Russia has reportedly blocked the release of the film “Child 44,” claiming the movie distorts history.
The movie about a Soviet serial killer who targets children in 1952 was set to premiere in the country on Thursday. It is based on a novel by Tom Rob Smith and stars Tom Hardy, Vincent Cassel, and Gary Oldman.
"Films such as 'Child 44' should not go out in our country on mass release, earning money from our cinema audiences, not in the year of the 70th anniversary of victory, not ever," Culture Minister Vladimir Medinsky wrote on the ministry's website,
according to Agence France-Presse, which called the move unprecedented.
Medinsky complained that the film depicts Soviet Army officers as "blood-thirsty ghouls," AFP said.
A statement from the distributor and the ministry said the
distributor withdrew a request to release the film, The Guardian reported. The decision came after Russian officials viewed the film during a screening on Tuesday.

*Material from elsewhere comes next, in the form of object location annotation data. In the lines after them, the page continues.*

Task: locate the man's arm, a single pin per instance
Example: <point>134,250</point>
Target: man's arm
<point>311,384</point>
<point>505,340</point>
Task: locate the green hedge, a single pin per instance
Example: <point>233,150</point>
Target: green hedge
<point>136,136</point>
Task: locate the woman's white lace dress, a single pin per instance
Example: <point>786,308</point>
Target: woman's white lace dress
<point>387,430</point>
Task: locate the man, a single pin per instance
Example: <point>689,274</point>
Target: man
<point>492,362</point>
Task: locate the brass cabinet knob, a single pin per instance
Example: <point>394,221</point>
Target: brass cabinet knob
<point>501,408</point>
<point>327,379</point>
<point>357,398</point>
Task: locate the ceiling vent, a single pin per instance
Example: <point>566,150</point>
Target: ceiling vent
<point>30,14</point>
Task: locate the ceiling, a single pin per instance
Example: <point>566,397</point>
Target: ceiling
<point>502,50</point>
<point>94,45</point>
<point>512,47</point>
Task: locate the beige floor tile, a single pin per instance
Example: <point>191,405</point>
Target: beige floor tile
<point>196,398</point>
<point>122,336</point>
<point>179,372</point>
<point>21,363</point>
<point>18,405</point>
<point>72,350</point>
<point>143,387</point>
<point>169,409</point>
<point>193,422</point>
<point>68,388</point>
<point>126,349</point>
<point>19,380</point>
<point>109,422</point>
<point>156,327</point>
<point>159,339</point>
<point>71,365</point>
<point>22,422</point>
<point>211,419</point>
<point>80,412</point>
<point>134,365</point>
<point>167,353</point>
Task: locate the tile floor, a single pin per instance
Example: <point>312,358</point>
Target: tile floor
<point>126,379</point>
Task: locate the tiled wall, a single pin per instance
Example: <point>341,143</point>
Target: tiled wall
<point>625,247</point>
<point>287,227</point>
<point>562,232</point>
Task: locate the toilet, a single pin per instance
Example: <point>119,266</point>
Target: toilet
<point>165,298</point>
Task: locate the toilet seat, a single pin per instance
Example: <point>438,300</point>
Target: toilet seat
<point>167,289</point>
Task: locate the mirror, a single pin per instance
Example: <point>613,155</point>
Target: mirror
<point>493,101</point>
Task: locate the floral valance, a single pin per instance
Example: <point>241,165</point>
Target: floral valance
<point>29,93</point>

Irish director Johnny O’Reilly told The Guardian that censorship in the country is haphazard.
“On the one hand, the ministry of culture seems to be in the grip of an irrational fear of anything that veers from rose-tinted, government-endorsed narratives about Russia. On the other hand, there are plenty of movies being made inside Russia that challenge those narratives,” he said.
Deadline.com reported that the film’s distributor in Russia, Central Film Partnership, is appealing the ban. It was unclear whether the film would be edited to achieve that.